The Proxomitron Filter Examples

The Proxomitron

Filter Examples

John Sankey 2002

Introduction
Technical Details
The Filter Language
Filter Examples
Wipe out a feature of HTML
Exception Filters
Remove elements within a tag
Convert one tag to another
Get rid of CGI URL's
Use lists to deal with our complex world
Change the entire configuration of The Proxomitron
Get rid of banner ads

The Proxomitron
Keeping an eye on the Web.
For You.

Wipe out a feature of HTML

Some features of the Web are so risky or obnoxious that they should be wiped out altogether. The top three are applets, ActiveX, and active scripting.

Name = "Kill applets" Limit = 32767 Match = "<applet\s*</applet>"
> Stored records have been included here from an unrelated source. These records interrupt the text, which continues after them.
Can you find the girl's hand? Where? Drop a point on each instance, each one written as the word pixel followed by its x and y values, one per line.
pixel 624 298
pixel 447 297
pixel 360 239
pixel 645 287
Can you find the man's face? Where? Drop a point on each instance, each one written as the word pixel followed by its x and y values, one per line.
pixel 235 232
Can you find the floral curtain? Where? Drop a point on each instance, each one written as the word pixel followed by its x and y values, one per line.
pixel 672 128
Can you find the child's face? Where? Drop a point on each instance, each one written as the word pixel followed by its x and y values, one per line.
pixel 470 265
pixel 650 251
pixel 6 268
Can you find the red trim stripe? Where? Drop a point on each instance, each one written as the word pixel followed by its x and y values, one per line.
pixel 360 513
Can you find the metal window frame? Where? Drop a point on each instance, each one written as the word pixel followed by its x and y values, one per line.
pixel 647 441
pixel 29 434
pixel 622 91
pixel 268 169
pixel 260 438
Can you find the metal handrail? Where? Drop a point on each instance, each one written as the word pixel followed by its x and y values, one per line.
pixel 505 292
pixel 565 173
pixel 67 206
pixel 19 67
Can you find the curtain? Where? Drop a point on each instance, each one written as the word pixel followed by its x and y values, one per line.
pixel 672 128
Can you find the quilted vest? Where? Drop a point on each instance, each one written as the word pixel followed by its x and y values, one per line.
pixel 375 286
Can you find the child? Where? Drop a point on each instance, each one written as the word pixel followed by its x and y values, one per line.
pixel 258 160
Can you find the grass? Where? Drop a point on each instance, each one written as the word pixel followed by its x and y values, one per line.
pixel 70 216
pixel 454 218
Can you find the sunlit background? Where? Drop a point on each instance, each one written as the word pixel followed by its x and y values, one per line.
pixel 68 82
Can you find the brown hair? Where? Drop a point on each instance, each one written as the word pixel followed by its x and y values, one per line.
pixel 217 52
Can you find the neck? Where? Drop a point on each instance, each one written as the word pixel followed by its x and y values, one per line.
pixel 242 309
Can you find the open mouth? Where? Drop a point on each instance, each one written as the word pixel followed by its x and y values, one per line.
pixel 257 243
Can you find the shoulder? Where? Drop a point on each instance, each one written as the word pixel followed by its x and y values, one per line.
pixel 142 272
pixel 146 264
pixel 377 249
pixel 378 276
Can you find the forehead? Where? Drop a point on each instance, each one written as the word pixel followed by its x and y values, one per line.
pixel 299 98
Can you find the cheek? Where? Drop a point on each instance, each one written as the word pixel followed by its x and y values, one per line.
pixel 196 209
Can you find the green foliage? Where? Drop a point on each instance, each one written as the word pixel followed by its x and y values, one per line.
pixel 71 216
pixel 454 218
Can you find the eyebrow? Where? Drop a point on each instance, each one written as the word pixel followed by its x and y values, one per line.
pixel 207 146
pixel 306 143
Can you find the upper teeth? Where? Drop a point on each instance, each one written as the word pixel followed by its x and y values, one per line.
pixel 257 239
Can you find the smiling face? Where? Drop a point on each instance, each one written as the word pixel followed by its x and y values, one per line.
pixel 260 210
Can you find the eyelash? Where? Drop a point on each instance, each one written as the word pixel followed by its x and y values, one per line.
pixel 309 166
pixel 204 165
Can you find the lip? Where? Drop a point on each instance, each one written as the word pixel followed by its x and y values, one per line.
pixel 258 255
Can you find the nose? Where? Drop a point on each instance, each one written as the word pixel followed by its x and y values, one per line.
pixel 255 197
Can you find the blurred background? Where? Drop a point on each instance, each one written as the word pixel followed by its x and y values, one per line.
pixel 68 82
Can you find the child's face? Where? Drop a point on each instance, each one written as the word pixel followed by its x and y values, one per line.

Applets are programs sitting in your computer. Most run at the same privilege as your browser - they can read or write absolutely anything on your entire system (including any network to which you are connected). Some applets are distributed with your browser, but any kid on the Internet can download one to you if you have applets enabled (in IE at least). That new applet can take the name of an existing applet, and be a virus, trojan, or anything anyone in the world happens to feel like using you for (cf. The Attacks on GRC.COM). Stopping them, possibly except from trusted sites, is a basic security step. (Turning off Outlook Express is even more important - that's how most viri and trojans are actually distributed. Old-fashioned BBS text-only mail systems have their merits!)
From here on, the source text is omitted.